Business leaders are moving quickly to capture this momentum. This week, Accenture and Anthropic announced a major enterprise partnership, signaling massive deployment of safe foundation models into sectors like finance and healthcare. And according to a new industry report from OpenAI, businesses adopting AI at scale are already seeing productivity gains of up to 10 hours per employee per week, shifting AI from “nice-to-have” to mission-critical. Nations and corporations alike are beginning to treat AI as a strategic priority shaping long-term competitiveness and economic power.
But while progress accelerates, concerns are rising. The AI research community is facing scrutiny over questionable publishing practices and paper quality, as output skyrockets. And as enterprise adoption widens, gaps in skills, access, and infrastructure are leaving some organizations behind. With AI becoming deeply embedded in healthcare, energy, and national infrastructure, transparency, governance, and reliability are no longer optional — they’re the new frontier of innovation.
This Week in Research
On Memory: A comparison of memory mechanisms in world models

Image from arXiv paper.
What’s the research question?
How can different memory encoding and injection strategies be effectively integrated into transformer-based world models to enhance their ability to remember past states and close loops over long sequences?
What did the authors do?
The authors systematically compared various memory mechanisms in transformer-based world models using the MemoryMaze dataset, which challenges models with sequences of randomly colored objects to test long-term recall.

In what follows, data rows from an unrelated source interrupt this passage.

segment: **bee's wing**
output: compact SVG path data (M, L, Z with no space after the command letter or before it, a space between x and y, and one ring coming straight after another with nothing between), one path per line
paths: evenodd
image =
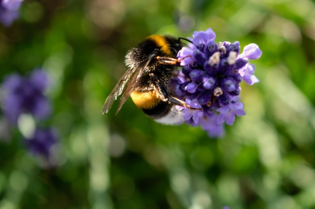
M118 113L132 92L144 69L145 68L142 67L137 70L136 68L128 69L106 99L102 110L102 113L107 113L112 107L114 101L117 99L118 96L121 95L118 101L118 107L116 114Z

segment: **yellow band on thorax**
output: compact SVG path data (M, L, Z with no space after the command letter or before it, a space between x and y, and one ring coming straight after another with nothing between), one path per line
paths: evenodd
M159 103L159 99L153 91L133 91L130 95L134 104L139 108L150 109Z
M156 45L161 47L161 50L169 56L172 56L172 52L170 48L170 44L167 41L165 37L161 35L153 35L148 37L148 39L153 40Z

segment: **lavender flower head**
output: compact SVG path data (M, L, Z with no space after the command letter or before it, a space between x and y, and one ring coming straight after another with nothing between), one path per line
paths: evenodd
M262 52L256 44L250 44L240 54L239 42L216 44L215 38L211 28L195 32L192 38L188 38L192 43L177 55L182 72L171 80L171 86L191 107L181 108L185 122L201 125L210 137L220 137L224 122L231 125L235 115L245 115L244 105L239 101L240 83L259 82L249 60L259 58Z
M39 120L48 117L51 108L44 93L48 84L47 75L41 70L35 70L29 77L16 74L8 77L2 86L2 107L9 122L16 124L23 113L31 113Z
M9 27L19 18L19 10L23 0L0 0L0 22Z
M36 128L33 136L25 139L25 143L31 152L49 159L52 156L52 148L58 142L58 134L53 128Z

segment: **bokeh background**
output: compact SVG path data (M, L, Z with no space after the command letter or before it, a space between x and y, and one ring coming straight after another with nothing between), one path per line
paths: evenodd
M20 11L0 26L0 79L47 72L44 122L59 139L48 166L22 142L28 120L8 129L0 113L0 208L315 208L313 1L25 0ZM156 123L130 99L101 114L130 48L209 27L217 42L263 51L251 62L260 82L242 84L247 114L223 138Z

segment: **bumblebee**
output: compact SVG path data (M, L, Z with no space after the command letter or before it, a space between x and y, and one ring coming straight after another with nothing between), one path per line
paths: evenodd
M181 39L186 40L153 35L129 50L125 60L128 69L106 99L102 113L107 113L120 96L117 114L130 96L136 106L156 122L183 122L176 105L190 107L174 96L169 85L180 65L176 56L183 47Z

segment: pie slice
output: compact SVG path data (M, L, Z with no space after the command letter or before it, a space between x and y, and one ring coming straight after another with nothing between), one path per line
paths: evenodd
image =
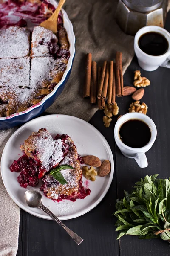
M58 39L52 31L42 27L34 27L32 32L31 57L46 57L56 54L59 49Z
M0 58L28 56L30 32L26 28L11 26L0 30Z
M29 57L0 59L0 116L23 111L29 106Z
M61 80L66 67L61 59L54 60L52 57L32 58L30 87L34 93L31 104L38 103L53 90Z
M60 171L67 183L62 185L48 173L42 179L43 184L40 189L49 198L58 201L68 199L74 201L78 198L84 198L90 195L91 191L89 189L85 191L82 186L82 171L74 142L68 137L65 142L68 145L69 151L60 166L69 165L74 168Z
M68 145L63 140L54 140L46 129L33 132L20 148L40 164L39 179L57 166L68 151Z

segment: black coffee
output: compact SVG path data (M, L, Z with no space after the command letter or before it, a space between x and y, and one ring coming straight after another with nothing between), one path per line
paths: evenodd
M120 139L131 148L142 148L149 142L150 130L147 124L137 119L131 119L124 122L119 130Z
M166 38L161 34L156 32L148 32L141 35L139 39L138 44L143 52L153 56L164 54L169 47Z

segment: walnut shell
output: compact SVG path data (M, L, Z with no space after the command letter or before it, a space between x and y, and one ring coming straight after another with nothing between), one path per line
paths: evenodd
M85 164L88 164L91 166L99 167L102 164L100 160L95 156L85 156L82 158Z

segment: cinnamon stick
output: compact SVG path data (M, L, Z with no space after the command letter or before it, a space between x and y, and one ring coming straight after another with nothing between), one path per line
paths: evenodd
M123 96L123 71L122 69L122 53L121 52L119 52L119 69L121 96Z
M103 66L102 67L102 74L101 74L100 78L99 79L99 88L98 88L98 96L97 96L98 98L99 99L102 99L102 91L103 90L103 83L104 83L104 81L105 76L105 73L106 68L106 64L107 64L107 61L104 61L104 62L103 63Z
M94 104L94 87L92 78L91 79L90 102L91 104Z
M96 61L92 61L92 79L91 90L91 103L95 104L97 96L97 63Z
M107 63L106 64L106 71L105 72L105 79L104 80L103 89L102 90L102 99L105 99L107 96L107 93L108 88L108 82L109 81L109 65Z
M102 67L99 67L97 71L97 80L98 80L98 87L99 87L101 75L102 71ZM104 109L105 108L105 103L104 99L97 99L97 103L98 105L99 109Z
M113 61L110 62L109 64L109 76L108 84L108 104L111 104L112 100L112 95L113 90Z
M98 108L99 109L102 110L105 109L105 100L104 99L99 99L99 102L98 103Z
M113 89L112 93L112 98L111 105L113 105L116 100L116 77L115 77L115 64L113 66Z
M91 53L88 53L87 56L85 80L83 98L89 98L90 96L92 59Z
M123 80L122 71L122 52L116 53L116 95L117 97L123 96Z

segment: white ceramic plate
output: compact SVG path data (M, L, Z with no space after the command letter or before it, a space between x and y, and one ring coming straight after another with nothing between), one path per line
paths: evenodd
M94 155L102 160L109 160L111 165L110 174L105 177L97 176L93 182L83 178L85 187L88 187L91 193L84 199L77 199L73 202L69 200L58 203L48 199L40 190L38 186L33 188L42 195L42 202L61 220L67 220L81 216L95 207L106 195L112 180L114 172L114 162L110 148L102 134L88 123L76 117L63 115L51 115L36 118L19 128L6 143L2 156L1 169L3 183L14 201L26 212L40 218L51 219L38 208L29 207L25 201L24 194L26 189L20 186L17 181L19 174L11 172L9 166L14 160L23 154L20 145L33 131L40 128L46 128L51 135L68 134L74 141L80 155Z

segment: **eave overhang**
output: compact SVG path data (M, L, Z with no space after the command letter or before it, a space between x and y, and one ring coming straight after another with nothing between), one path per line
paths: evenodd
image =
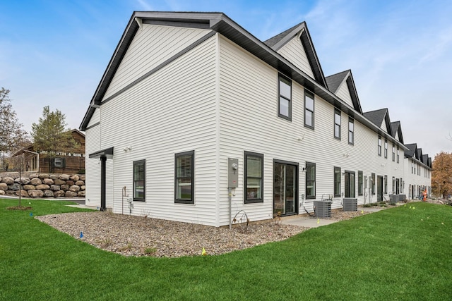
M100 158L112 159L113 147L109 147L109 148L102 149L96 152L93 152L93 154L90 154L89 156L90 156L90 159L100 159Z
M136 18L139 18L141 22L143 23L161 22L172 25L176 25L177 23L194 23L202 24L203 25L203 27L207 27L206 25L208 24L209 29L232 41L266 63L278 70L280 73L290 77L355 120L362 123L370 130L387 137L389 140L393 141L404 150L407 149L403 144L394 139L391 135L383 133L379 128L362 116L360 112L343 102L326 87L323 87L322 84L312 79L223 13L134 12L91 99L88 109L80 125L80 129L82 131L86 130L95 110L102 104L102 99L114 75L114 73L117 70L122 58L139 27L138 23L135 21Z

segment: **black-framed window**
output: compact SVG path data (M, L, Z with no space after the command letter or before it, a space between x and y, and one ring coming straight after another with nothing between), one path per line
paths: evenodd
M388 140L384 140L384 157L388 158Z
M355 143L355 121L352 118L348 118L348 144Z
M316 198L316 164L306 162L306 198Z
M388 176L384 175L384 194L388 194Z
M133 161L133 200L144 201L146 188L146 161Z
M263 202L263 154L245 152L244 202Z
M194 204L195 151L174 155L174 202Z
M334 137L340 140L340 110L334 109Z
M334 196L340 197L340 167L334 167Z
M345 171L344 186L345 197L355 197L355 172Z
M362 192L363 192L362 171L358 171L358 195L362 195Z
M314 130L314 94L304 90L304 126Z
M278 89L278 116L292 120L292 82L280 75Z

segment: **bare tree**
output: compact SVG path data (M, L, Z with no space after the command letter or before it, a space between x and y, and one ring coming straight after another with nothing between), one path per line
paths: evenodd
M35 149L47 152L51 171L53 168L52 159L58 150L77 147L70 129L66 126L66 116L58 109L51 111L49 106L44 107L42 117L40 117L37 123L33 123L31 125Z
M6 154L11 153L26 143L27 132L22 129L9 99L9 90L0 90L0 155L4 161Z

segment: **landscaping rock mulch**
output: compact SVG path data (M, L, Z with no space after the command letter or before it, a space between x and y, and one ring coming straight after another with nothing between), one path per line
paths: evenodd
M331 219L343 221L369 212L335 210ZM72 237L124 256L179 257L218 255L270 242L283 240L309 229L278 220L215 228L111 212L75 212L36 219Z
M100 249L124 256L179 257L218 255L287 239L307 229L275 222L215 228L109 212L37 216L56 229Z

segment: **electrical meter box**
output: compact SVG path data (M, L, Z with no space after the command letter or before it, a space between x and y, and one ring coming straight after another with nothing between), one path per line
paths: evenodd
M227 188L236 188L239 185L239 159L227 158Z

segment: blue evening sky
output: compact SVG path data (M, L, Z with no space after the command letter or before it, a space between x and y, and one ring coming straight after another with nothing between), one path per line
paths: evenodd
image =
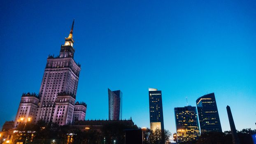
M0 12L1 126L22 93L38 93L47 58L58 55L74 19L86 119L108 118L109 88L123 92L123 119L149 127L153 87L172 133L174 107L212 92L223 131L227 105L238 130L256 128L255 1L5 0Z

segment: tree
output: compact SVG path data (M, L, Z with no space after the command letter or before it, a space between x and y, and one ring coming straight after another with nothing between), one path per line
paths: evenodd
M165 141L169 140L170 137L172 135L168 130L164 130L164 137ZM162 132L161 130L156 129L153 132L152 130L147 129L144 132L144 144L161 144L162 142Z

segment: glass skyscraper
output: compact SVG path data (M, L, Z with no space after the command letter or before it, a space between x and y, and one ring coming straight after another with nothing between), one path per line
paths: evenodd
M194 141L200 134L195 107L174 108L178 142Z
M196 100L201 132L222 132L214 93L203 95Z
M164 130L162 102L162 91L157 89L149 89L150 129Z
M108 88L109 119L122 119L123 93L120 90L112 91Z

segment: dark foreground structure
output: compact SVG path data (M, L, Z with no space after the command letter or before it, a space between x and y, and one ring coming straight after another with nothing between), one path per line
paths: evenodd
M240 142L238 138L238 136L237 136L237 133L236 132L235 126L235 123L234 123L234 119L233 119L231 110L229 106L227 106L227 112L228 112L229 125L230 125L230 128L232 135L232 141L233 142L233 144L240 144Z
M142 144L143 137L141 129L126 130L125 144Z

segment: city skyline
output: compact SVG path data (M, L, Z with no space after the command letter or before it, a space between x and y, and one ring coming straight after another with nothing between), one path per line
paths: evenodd
M7 14L0 34L4 40L1 125L14 120L23 93L38 93L47 56L57 55L74 18L75 59L82 67L77 98L88 105L86 119L107 118L106 90L110 87L124 93L123 118L131 116L138 126L149 128L148 88L157 87L163 93L165 128L173 133L173 108L186 105L187 96L195 106L195 100L207 91L215 93L223 131L230 129L227 105L232 107L237 129L255 128L252 1L88 2L74 4L72 12L63 7L67 2L61 7L34 3L38 9L16 2L4 2L0 10ZM56 8L59 11L54 12Z

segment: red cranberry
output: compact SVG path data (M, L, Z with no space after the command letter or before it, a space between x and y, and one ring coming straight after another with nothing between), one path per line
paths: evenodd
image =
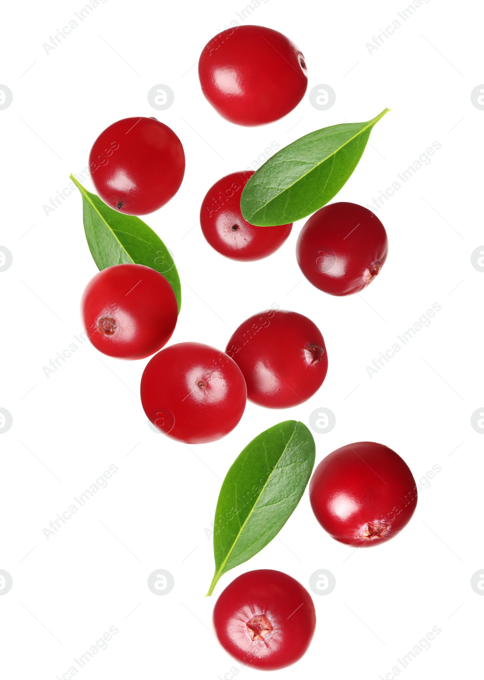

Built a backbone model based on a Vision Transformer (ViT) operating in latent space, with a pretrained CNN encoder and decoder.
Implemented different memory encoding strategies: Cache (explicit stored representations), Neural Weights (learned weight matrix for retrieval), and Recurrent Hidden State (using RNN or state-space models).
Explored multiple injection methods to incorporate memory into the transformer: Attention biasing (modifying attention coefficients), Adaptive normalization (conditioning normalization parameters), Attention (cross-attention between current context and memory), and Additive (adding memory representations to residual stream).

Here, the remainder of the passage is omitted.